All Is Lost (2014): El veterano Robert Redford es el único actor en este film minimalista y apasionante. Un hombre mayor se despierta un día en alta mar solo para darse cuenta que, debido a un importante agujero, el agua está entrando en la nave. A partir de allí la lucha solitaria del personaje para cambiar su circunstancia, que incluye la pérdida de equipo fundamental, la escasez de víveres y la aparición de tormentas tropicales, se transforma en un tour de force casi metafísico. Todo se agravará cuando el barco se dé vuelta, obligando al hombre sin nombre a abandonarlo en un pequeño bote salvavidas. Montado en él deberá agudizar su ingenio para conseguir agua bebible y enviar señales de auxilio. Todo ocurre casi sin decir una palabra, en una demostración de cómo
se puede sostener el suspenso con una puesta en escena inteligente y una actuación sólida.
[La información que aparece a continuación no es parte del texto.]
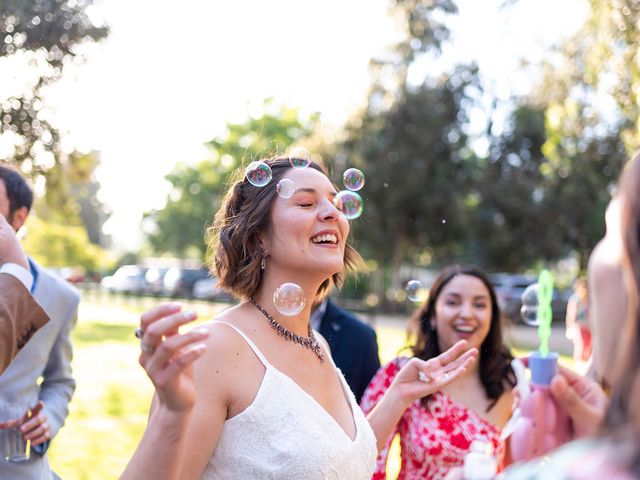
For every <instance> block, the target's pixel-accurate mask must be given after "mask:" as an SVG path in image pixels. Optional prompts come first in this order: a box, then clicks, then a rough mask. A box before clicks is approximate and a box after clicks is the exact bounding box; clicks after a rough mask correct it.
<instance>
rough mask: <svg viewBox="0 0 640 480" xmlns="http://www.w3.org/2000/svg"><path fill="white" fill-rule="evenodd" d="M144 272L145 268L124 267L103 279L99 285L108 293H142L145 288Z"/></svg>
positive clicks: (138, 267)
mask: <svg viewBox="0 0 640 480" xmlns="http://www.w3.org/2000/svg"><path fill="white" fill-rule="evenodd" d="M146 272H147V269H146V268H143V267H139V266H137V265H124V266H122V267H120V268H119V269H118V270H116V273H114V274H113V275H111V276H109V277H104V278H103V279H102V282H100V285H101V286H102V288H105V289H106V290H109V291H110V292H121V293H142V292H143V291H144V289H145V286H146V282H145V279H144V275H145V273H146Z"/></svg>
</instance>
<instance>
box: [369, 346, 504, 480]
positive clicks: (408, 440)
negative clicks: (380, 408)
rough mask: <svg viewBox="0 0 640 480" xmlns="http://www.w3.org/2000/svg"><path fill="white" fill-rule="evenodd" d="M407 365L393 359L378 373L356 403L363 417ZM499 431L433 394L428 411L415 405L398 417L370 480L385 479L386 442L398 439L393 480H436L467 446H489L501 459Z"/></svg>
mask: <svg viewBox="0 0 640 480" xmlns="http://www.w3.org/2000/svg"><path fill="white" fill-rule="evenodd" d="M408 361H409V358H407V357H399V358H396V359H394V360H392V361H391V362H389V363H388V364H387V365H385V366H384V367H382V368H381V369H380V370H378V373H376V375H375V376H374V377H373V379H372V380H371V383H370V384H369V386H368V387H367V389H366V390H365V392H364V395H363V397H362V401H361V403H360V405H361V407H362V410H363V411H364V412H365V414H367V413H369V412H370V411H371V410H372V409H373V407H375V406H376V404H377V403H378V401H380V398H382V395H383V394H384V393H385V392H386V391H387V389H388V388H389V385H391V382H392V381H393V379H394V378H395V376H396V374H397V373H398V371H399V370H400V369H401V368H402V367H403V366H404V365H405V364H406V363H407V362H408ZM500 431H501V430H500V428H499V427H497V426H496V425H493V424H491V423H489V422H488V421H487V420H485V419H483V418H482V417H480V416H479V415H478V414H476V413H474V412H472V411H471V410H469V409H468V408H467V407H465V406H463V405H460V404H459V403H456V402H455V401H454V400H453V399H451V398H450V397H449V396H448V395H446V394H444V393H442V392H436V393H435V394H433V395H432V396H431V398H430V400H429V403H428V406H427V407H426V408H425V407H423V406H422V404H421V401H420V400H416V401H415V402H413V403H412V404H411V405H410V406H409V408H407V410H406V411H405V412H404V414H403V415H402V418H401V419H400V421H399V422H398V424H397V425H396V429H395V431H394V432H393V433H392V435H391V436H390V437H389V440H388V441H387V443H386V445H385V447H384V449H383V450H382V451H381V452H380V454H379V455H378V459H377V460H376V472H375V473H374V475H373V480H381V479H385V478H386V473H385V469H386V464H387V456H388V454H389V447H390V446H391V441H392V440H393V437H394V436H395V435H396V434H400V449H401V467H400V474H399V475H398V478H399V479H402V480H417V479H441V478H444V476H445V475H446V474H447V473H448V472H449V470H450V469H451V468H452V467H455V466H461V465H462V464H463V462H464V456H465V455H466V454H467V452H468V451H469V447H470V446H471V442H472V441H474V440H483V441H485V442H490V443H491V444H492V445H493V449H494V453H495V455H496V457H497V458H499V459H500V458H502V456H503V454H504V442H502V441H501V440H500Z"/></svg>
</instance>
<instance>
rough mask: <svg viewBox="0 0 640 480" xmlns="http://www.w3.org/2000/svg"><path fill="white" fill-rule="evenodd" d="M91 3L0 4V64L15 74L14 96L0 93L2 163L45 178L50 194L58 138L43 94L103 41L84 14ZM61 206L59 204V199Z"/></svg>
mask: <svg viewBox="0 0 640 480" xmlns="http://www.w3.org/2000/svg"><path fill="white" fill-rule="evenodd" d="M93 3H94V2H93V0H4V1H2V2H0V38H2V40H3V41H2V42H0V65H2V68H12V70H13V71H16V72H20V76H19V82H17V84H18V85H19V87H17V89H16V91H11V92H0V93H1V94H3V95H7V96H6V97H0V102H1V103H0V107H1V108H2V112H1V114H0V115H1V116H2V118H1V119H0V120H1V122H0V142H2V144H3V145H4V147H5V149H7V152H6V154H5V158H4V160H6V161H9V162H10V163H13V164H15V165H17V166H18V167H19V168H20V169H21V170H22V171H23V172H24V173H25V174H27V175H30V176H32V177H33V178H37V177H42V178H44V179H45V182H46V184H47V187H48V188H49V189H50V190H51V194H52V195H53V194H54V193H57V189H59V188H60V185H61V184H62V183H64V176H65V174H66V172H65V171H64V168H65V164H66V163H69V162H73V161H74V160H75V157H74V156H69V155H67V154H66V152H65V151H64V149H63V148H62V145H61V140H62V135H61V133H60V132H59V130H58V129H57V128H56V126H55V124H54V122H53V121H52V112H51V111H50V110H49V109H48V108H47V102H46V90H47V88H48V87H49V86H51V85H52V84H53V83H55V82H56V81H57V80H59V79H60V77H61V76H62V74H63V71H64V69H65V66H67V65H69V64H70V63H71V62H73V61H81V60H82V58H83V56H82V46H83V45H85V44H88V43H91V42H95V41H98V40H101V39H103V38H105V37H106V36H107V34H108V29H107V27H105V26H99V25H95V24H94V23H93V22H92V21H91V19H90V18H89V16H88V15H87V9H88V8H89V7H90V6H91V5H93ZM61 201H62V202H64V200H61Z"/></svg>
Sarmasik (2015): Un grupo de marineros turcos se entera que la empresa que comandaba su barco entra en bancarrota, por lo que deben quedar esperando frente a las costas de Egipto cuál será su destino. La tripulación consiste en una serie de personajes pintorescos, desde un experimentado capitán hasta un par de loosers adictos al cannabis, que cargan con distintos orígenes y pesadillas personales. Mientras se resuelve el problema que los confina la situación comienza a ponerse trensa ¿Una comedia kafkiana surrealista? ¿Un drama filosófico sobre el destino del ser humano y su (in)capacidad para lidiar con las fuerzas que controlan su vida? En toda caso un film de enorme originalidad que utiliza una situación muy particular para hablar del complejo estado del mundo contemporáneo.

Desde grandes espectáculos hasta minúsculas tragedias, el océano es un escenario único que remite a inestabilidad y aventura. No es extraño que el verbo 'navegar' siga utilizándose cada vez que nos internamos en ese mar desconocido que hoy conocemos como internet, donde todo puede pasar. Como en los films aquí mencionados, lo único que nos hermana en ese viaje es tratar de no naufragar. Un miedo que iguala a navegantes del siglo XIX y millennials contemporáneos.